From 8df5a24dbd3eb92ced7ac84430e3ed95998b7bf6 Mon Sep 17 00:00:00 2001
From: mwtian <81660174+mwtian@users.noreply.github.com>
Date: Wed, 1 Jun 2022 17:57:17 -0700
Subject: [PATCH] [Core] fix tsan issue in `GcsRpcClient` (#25365)
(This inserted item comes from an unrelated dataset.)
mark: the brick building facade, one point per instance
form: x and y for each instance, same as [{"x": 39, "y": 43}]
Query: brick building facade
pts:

`//:global_state_accessor_test` has been flaky under `tsan`.
I'm able to reproduce the issue on Linux EC2. It seems `GcsRpcClient::timer_` can be used from both application main thread and GCS RPC client event loop. Added a lock to avoid the data race.
---
src/ray/rpc/gcs_server/gcs_rpc_client.h | 23 ++++++++++++++++-------
1 file changed, 16 insertions(+), 7 deletions(-)
diff --git a/src/ray/rpc/gcs_server/gcs_rpc_client.h b/src/ray/rpc/gcs_server/gcs_rpc_client.h
index 5af87724c..cda0e6b7d 100644
--- a/src/ray/rpc/gcs_server/gcs_rpc_client.h
+++ b/src/ray/rpc/gcs_server/gcs_rpc_client.h
@@ -463,10 +463,12 @@ class GcsRpcClient {
/*method_timeout_ms*/ -1, )
void Shutdown() {
- bool is_shutdown = false;
- if (!shutdown_.compare_exchange_strong(is_shutdown, true)) {
- RAY_LOG(DEBUG) << "GCS client has already been shutdown.";
+ if (!shutdown_.exchange(true)) {
+ // First call to shut down this GCS RPC client.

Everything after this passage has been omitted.